In August 1966 Cleary said Frank Sinatra was interested in buying the film rights. Film rights were sold in December 1966. Finance came from the Rank Organisation and America's ABC network.

Filmed in London, this was the last big-screen appearance of Franchot Tone, who plays the American ambassador. Rod Taylor has a rare opportunity to play an Australian, even though it was his native land. Taylor's unsophisticated integrity is contrasted with the London diplomatic scene throughout the film.

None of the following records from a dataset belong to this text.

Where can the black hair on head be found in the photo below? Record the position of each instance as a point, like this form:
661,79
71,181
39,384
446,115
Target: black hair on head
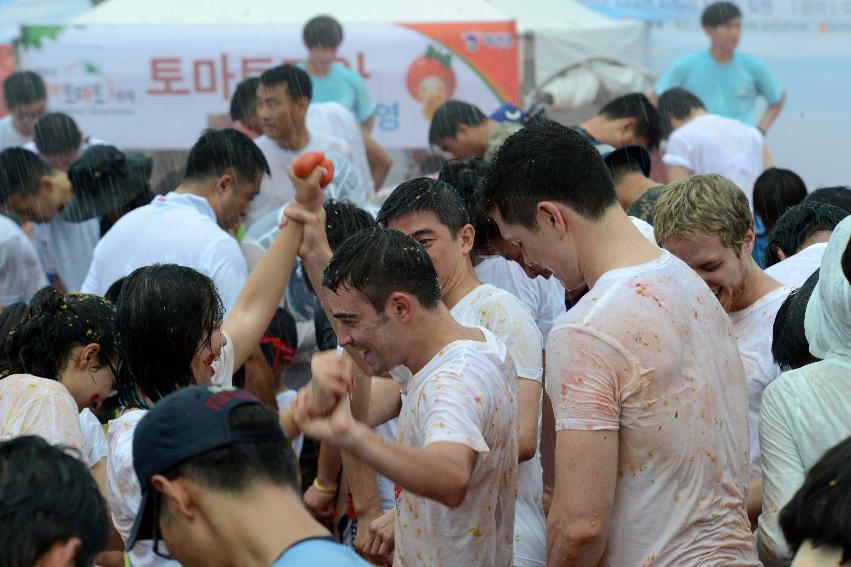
218,152
41,343
546,161
820,512
49,497
797,225
166,313
451,114
426,195
379,261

Taylor accepted the role on the proviso he could rewrite some of the script. In particular, the opening scene where Scobie Malone arrests Jacko (Charles Tingwell) is Rod's work.

Ralph Thomas later said "I was a hired hand" on the film; "It was ok".

===Differences from novel===
There were several key changes from the novel, including:
introducing Scobie Malone as an outback policeman,
reducing the emphasis on the peace conference being for the Vietnam War and making it something more vague,
Scobie having sex with Maria Cholon.

==Reception==

=== Critical ===
The Monthly Film Bulletin wrote: "Despite a basically promising situation, a distinguished cast and plenty of gloss, this thriller is a catastrophic failure on any level. The actors are scarcely able to conceal their embarrassment with the impossible dialogue they are given, Daliah Lavi and Camilla Sparv are wasted, and even Clive Revill is hard put to raise a couple of laughs from his snobbish reactions to an Australian from the outback. The script rambles along without rhyme or reason, and the most obvious opportunities for suspense (like the attempted assassination on the Centre Court at Wimbledon) are badly mishandled. The film has something of the flavour of a middle-period Hitchcock, but not a trace of the Master's talent."

Filmink called it "a poor adaptation of a fine book, the tail end of Rank’s mid-‘60s Eurospy cycle."

Variety gave it a positive review: "A melodrama with political undertones which has tension and intrigue yet doesn’t lose sight of its main purpose, to examine the relationship of two decent men in a rough situation. Storyline, based on Jon Cleary’s novel The High Commissioner, is workmanlike... dialog is crisp and persuasive and most of the lead players are believable.

=== Box office ===
The film earned rentals of $455,000 in North America and $150,000 elsewhere. It recorded a loss of $1,185,000.

It recorded admissions in France of 44,083.